Le lien entre Zinédine Zidane et l’Olympique de Marseille n’a jamais été formalisé par un passage en tant que joueur ou entraîneur. Pourtant, Zizou a marqué de son empreinte le club de sa ville natale, jusque dans les coulisses du mercato. Retour sur cette anecdote méconnue révélée en 2025, qui éclaire les relations croisées entre le Real Madrid, l’OM… et la légende du football français.
Une fidélité marseillaise discrète mais bien réelle
Originaire de Marseille, Zinédine Zidane n’a jamais porté les couleurs de l’Olympique de Marseille. Une décision qui, même plus de vingt ans après, soulève encore interrogations et regrets chez les supporters olympiens. En juin 2024, dans le média Carré, Zidane confiait pourtant : « Ça me manque de pas avoir joué à l’OM […] mais Marseille, le club est toujours dans mon cœur ». Un amour discret mais fidèle qui ne s’arrête pas aux mots.
Car si sa carrière s’est construite loin du Vélodrome, Zidane a su, à sa manière, contribuer à la trajectoire du club marseillais. En coulisses, il a joué un rôle déterminant dans le prêt d’un jeune madrilène lors de la saison 2001-2002. Une aide précieuse à un moment où l’OM luttait pour se relancer dans un championnat de France ultra-compétitif, alors que le PSG faisait de ses moyens un levier de domination nationale, posant déjà les germes d’une rivalité exacerbée sur la scène hexagonale.
Albert Rivera : un prêt qui porte la marque de Zizou
Peu connu du grand public, Albert Rivera était à l’époque un jeune talent du Real Madrid, formé à la cantera madrilène. Dans le podcast Casa Football Project, diffusé début 2025, l’ancien milieu espagnol a révélé un pan inédit de son passage en Ligue 1 : « Lors du mercato d’hiver [2002], Zidane m’a dit que l’OM était un bon club, une bonne ville pour moi. Ça m’a convaincu immédiatement. »
Plus surprenant encore, Rivera ajoute : « Zidane avait parlé de moi positivement aux dirigeants marseillais. Tout s’est ensuite fait très vite. Pour moi, c’était irréel d’être recommandé par un Ballon d’Or au club de ma ville d’adoption. » À une époque où l’OM naviguait entre turbulences financières et instabilité sportive, ce coup de pouce discret fut précieux – bien que temporaire.
Un passage éclair qui a laissé des traces
Albert Rivera ne restera que six mois au club, lors d’une saison 2001-2002 chaotique conclue à la 9e place. Faute de moyens, l’OM ne parvient pas à conserver l’Espagnol, qui repart dans l’anonymat du championnat espagnol. Mais pour le principal intéressé, l’expérience fut un tournant : « Ce championnat était plus difficile que je ne le pensais. L’OM manquait de stabilité mais j’en garde de grands souvenirs. »
Cette histoire remet en lumière l’influence de Zidane hors des terrains, mais aussi les difficultés structurelles de l’OM face à la concurrence. En 2025, alors que le club phocéen espère retrouver les sommets de la Ligue 1 et inquiéter un PSG toujours aussi dominateur, cet épisode rappelle combien l’équilibre du football de haut niveau repose parfois sur de simples recommandations, surtout lorsqu’elles viennent d’une icône du jeu.
2025-2026 : un club encore sous influence ?

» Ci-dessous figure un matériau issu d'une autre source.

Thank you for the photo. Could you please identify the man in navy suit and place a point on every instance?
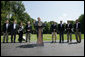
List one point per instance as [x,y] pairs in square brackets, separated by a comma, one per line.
[6,31]
[69,31]
[61,31]
[14,29]
[28,31]
[77,29]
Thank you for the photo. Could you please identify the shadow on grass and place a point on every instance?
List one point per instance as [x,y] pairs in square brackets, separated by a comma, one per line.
[27,46]
[73,43]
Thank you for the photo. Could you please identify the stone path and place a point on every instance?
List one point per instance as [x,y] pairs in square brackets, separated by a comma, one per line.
[49,49]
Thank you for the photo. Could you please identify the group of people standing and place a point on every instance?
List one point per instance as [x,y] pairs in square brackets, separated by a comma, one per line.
[14,28]
[60,28]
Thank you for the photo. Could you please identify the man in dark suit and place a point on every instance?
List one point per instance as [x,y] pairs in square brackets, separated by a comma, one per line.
[39,29]
[61,31]
[28,31]
[53,29]
[69,31]
[6,31]
[14,29]
[77,28]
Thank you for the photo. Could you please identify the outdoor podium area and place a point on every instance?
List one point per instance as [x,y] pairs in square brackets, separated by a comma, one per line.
[49,49]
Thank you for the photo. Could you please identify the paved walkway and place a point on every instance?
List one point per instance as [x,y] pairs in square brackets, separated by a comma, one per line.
[49,49]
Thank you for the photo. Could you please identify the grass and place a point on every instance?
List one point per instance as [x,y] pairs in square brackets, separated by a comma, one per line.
[46,37]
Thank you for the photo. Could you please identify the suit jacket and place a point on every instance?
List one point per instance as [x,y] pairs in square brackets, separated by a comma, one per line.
[53,27]
[28,28]
[79,27]
[61,29]
[12,27]
[69,28]
[4,28]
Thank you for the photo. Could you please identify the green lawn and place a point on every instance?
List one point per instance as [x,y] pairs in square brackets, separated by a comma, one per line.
[46,37]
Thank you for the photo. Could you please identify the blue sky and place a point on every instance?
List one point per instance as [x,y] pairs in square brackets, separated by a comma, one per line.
[54,10]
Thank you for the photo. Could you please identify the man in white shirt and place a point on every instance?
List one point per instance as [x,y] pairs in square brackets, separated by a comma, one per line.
[61,31]
[69,31]
[6,31]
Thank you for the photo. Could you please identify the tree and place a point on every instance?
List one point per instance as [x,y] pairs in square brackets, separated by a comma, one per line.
[81,20]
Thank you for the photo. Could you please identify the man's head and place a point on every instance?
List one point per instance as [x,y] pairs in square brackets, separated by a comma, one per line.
[68,22]
[54,22]
[21,23]
[60,22]
[77,21]
[7,21]
[15,21]
[28,22]
[39,19]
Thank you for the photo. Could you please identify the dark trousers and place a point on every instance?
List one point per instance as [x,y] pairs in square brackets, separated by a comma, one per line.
[41,34]
[78,36]
[20,36]
[61,37]
[13,34]
[5,35]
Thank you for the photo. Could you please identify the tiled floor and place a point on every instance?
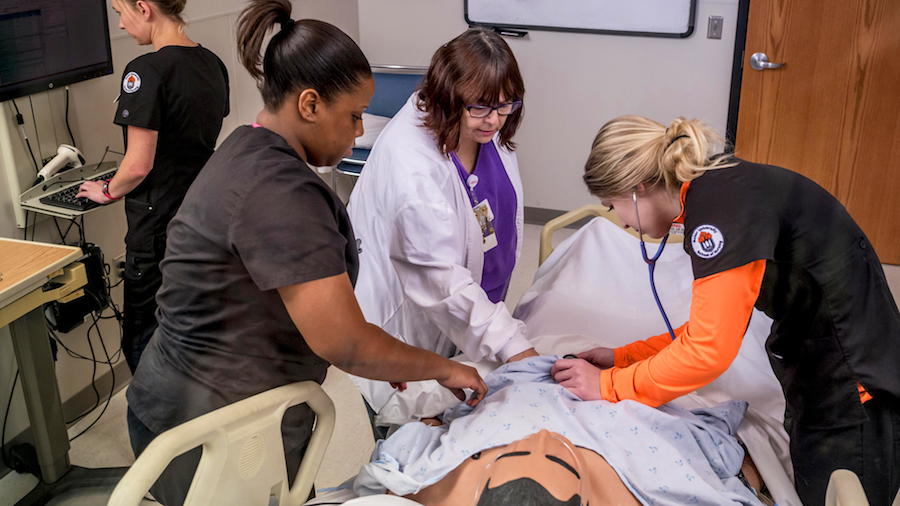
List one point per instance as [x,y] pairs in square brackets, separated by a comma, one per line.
[106,444]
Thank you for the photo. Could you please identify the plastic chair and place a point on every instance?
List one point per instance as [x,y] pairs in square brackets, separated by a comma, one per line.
[393,86]
[844,489]
[243,452]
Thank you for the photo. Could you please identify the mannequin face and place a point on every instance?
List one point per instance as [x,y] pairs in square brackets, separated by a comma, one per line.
[657,208]
[546,458]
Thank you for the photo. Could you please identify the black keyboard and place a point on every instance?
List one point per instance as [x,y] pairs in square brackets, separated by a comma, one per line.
[66,198]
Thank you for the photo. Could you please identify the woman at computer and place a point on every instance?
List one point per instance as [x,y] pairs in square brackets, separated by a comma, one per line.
[258,278]
[438,211]
[171,104]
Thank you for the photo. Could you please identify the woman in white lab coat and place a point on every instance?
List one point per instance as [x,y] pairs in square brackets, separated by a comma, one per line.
[438,211]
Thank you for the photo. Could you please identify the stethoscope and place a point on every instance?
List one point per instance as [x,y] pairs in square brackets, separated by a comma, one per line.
[651,263]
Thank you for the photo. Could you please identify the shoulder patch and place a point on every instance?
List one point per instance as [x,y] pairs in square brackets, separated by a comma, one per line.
[131,83]
[707,241]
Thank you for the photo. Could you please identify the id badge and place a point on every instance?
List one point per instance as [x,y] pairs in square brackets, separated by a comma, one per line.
[485,217]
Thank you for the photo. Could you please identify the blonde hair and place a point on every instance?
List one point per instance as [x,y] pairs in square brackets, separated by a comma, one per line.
[170,8]
[631,150]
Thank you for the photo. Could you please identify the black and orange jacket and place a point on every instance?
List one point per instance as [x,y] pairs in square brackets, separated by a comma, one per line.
[765,237]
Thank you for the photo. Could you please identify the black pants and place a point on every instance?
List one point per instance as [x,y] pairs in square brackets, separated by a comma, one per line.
[173,484]
[871,450]
[142,280]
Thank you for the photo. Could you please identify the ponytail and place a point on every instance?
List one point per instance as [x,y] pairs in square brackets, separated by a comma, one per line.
[304,54]
[632,150]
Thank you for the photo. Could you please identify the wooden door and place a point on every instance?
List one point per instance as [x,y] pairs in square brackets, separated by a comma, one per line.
[832,112]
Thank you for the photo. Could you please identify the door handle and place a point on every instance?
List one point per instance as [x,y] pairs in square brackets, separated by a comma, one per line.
[759,61]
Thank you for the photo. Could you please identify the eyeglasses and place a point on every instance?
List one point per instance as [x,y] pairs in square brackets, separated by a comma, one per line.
[483,111]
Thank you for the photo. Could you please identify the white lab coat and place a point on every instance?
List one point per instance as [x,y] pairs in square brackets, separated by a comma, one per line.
[421,251]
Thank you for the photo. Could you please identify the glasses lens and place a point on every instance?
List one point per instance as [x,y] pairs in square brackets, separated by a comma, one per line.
[507,109]
[479,111]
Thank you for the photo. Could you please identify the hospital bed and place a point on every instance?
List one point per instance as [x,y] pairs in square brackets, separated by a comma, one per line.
[591,291]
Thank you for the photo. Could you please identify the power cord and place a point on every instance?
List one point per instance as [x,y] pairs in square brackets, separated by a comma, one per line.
[21,122]
[67,118]
[5,417]
[34,122]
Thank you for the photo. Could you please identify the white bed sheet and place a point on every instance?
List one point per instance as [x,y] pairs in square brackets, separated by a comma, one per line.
[594,291]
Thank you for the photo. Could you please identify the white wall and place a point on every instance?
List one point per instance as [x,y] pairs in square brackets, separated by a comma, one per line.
[574,82]
[210,23]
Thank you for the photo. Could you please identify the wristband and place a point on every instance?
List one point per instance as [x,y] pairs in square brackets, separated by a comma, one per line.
[106,191]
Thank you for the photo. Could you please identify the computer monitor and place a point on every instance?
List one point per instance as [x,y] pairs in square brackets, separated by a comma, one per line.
[45,44]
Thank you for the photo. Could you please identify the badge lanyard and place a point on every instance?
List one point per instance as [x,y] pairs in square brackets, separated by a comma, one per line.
[471,183]
[483,214]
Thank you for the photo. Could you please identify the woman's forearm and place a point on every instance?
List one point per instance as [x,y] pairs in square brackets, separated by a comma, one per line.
[376,355]
[127,178]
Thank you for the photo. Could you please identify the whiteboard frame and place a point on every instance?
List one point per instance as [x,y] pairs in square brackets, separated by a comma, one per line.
[688,33]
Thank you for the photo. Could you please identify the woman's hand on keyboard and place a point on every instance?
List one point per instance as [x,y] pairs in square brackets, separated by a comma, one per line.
[93,190]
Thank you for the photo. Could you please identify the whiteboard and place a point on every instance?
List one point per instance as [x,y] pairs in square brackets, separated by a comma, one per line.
[656,18]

Alors que l’OM dispute la Ligue Europa cette saison 2025-2026, et que le PSG vise un nouveau titre en Ligue des Champions avec ses stars internationales, les trajectoires semblent encore éloignées. Mais chaque appui compte. La révélation du rôle de Zidane dans le prêt d’Albert Rivera montre que, loin des paillettes, l’OM continue de bénéficier d’un réseau historique et affectif fort, parfois insoupçonné. De quoi espérer, peut-être, d’autres coups de pouce inattendus à l’avenir ?

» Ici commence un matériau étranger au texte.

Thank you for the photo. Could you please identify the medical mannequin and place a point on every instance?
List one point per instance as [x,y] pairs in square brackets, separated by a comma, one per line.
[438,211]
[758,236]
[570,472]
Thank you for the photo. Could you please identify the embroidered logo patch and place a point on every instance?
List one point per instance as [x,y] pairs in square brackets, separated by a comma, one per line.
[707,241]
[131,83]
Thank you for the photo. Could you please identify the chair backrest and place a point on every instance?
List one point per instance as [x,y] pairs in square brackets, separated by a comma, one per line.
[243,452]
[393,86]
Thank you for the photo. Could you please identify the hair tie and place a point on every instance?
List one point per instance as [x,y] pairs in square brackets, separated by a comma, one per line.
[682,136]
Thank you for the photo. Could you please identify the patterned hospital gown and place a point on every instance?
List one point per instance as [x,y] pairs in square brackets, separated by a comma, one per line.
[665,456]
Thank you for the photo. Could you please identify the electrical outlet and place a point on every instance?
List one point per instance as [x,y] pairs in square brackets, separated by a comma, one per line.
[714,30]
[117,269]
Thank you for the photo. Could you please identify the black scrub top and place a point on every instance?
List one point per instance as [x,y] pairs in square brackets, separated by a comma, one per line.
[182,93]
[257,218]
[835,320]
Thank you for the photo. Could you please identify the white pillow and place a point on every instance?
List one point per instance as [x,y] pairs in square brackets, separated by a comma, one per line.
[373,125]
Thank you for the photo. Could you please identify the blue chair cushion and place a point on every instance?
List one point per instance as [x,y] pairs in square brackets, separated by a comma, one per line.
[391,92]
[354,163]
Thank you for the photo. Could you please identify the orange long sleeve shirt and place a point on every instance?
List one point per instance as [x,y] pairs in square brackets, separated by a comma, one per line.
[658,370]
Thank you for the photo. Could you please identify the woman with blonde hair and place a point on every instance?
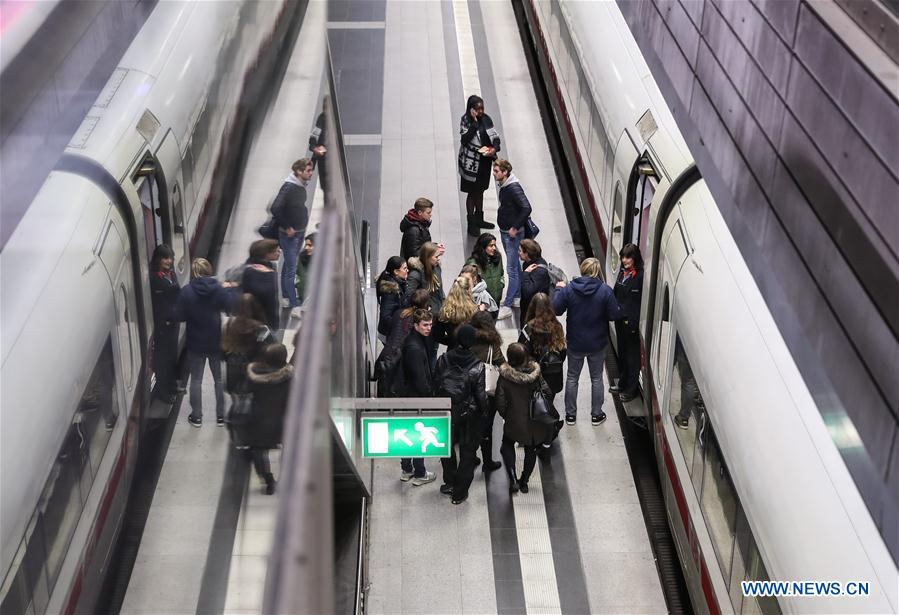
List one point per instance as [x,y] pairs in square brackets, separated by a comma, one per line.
[457,310]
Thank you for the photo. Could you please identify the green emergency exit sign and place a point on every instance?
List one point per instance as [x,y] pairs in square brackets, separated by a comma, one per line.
[406,435]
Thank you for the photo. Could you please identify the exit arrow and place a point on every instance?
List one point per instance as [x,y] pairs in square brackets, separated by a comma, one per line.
[400,434]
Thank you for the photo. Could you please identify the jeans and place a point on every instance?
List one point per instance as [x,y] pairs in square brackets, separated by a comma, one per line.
[197,364]
[513,266]
[575,365]
[416,466]
[290,250]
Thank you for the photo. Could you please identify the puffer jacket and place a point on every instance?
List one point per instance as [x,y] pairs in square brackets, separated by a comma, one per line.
[460,376]
[415,232]
[270,388]
[513,402]
[416,280]
[492,274]
[391,293]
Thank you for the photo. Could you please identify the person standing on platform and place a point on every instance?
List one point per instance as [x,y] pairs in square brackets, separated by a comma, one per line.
[518,379]
[291,216]
[164,288]
[418,378]
[460,376]
[486,256]
[534,275]
[260,279]
[514,210]
[590,304]
[201,304]
[269,382]
[488,346]
[478,148]
[629,293]
[415,227]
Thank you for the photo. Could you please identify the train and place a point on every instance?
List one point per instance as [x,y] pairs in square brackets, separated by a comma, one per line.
[152,162]
[754,484]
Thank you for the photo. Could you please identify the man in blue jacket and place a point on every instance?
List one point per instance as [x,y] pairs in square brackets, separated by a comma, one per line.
[514,210]
[201,304]
[590,304]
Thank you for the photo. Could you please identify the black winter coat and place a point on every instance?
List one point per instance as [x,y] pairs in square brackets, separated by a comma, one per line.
[391,293]
[270,388]
[261,280]
[513,402]
[628,294]
[533,282]
[164,288]
[460,376]
[201,304]
[416,280]
[289,206]
[415,233]
[514,207]
[417,375]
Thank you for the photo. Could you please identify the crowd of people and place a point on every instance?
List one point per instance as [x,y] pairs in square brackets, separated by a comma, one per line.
[257,374]
[418,314]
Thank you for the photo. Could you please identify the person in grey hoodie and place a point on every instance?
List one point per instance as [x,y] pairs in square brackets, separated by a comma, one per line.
[590,304]
[514,210]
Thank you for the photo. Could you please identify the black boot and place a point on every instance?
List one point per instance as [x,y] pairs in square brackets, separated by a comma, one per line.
[473,229]
[487,454]
[483,223]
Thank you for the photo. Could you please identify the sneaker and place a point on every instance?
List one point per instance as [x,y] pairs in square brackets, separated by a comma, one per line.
[424,480]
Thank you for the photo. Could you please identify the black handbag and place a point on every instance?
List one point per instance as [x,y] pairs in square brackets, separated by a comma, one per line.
[540,410]
[531,230]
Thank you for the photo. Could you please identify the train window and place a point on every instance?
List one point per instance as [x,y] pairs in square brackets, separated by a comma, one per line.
[43,549]
[719,503]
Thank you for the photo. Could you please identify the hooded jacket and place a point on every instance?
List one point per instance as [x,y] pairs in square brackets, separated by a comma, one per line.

Les supporters, eux, continuent de rêver – et de se demander ce qu’aurait été l’histoire de l’OM avec un Zidane en terrain connu. Au cœur d’une rivalité OM – PSG toujours aussi intense et alimentée par les dynamiques très différentes des deux clubs, cette anecdote ravive une affection profonde entre Marseille et l’un de ses enfants les plus emblématiques.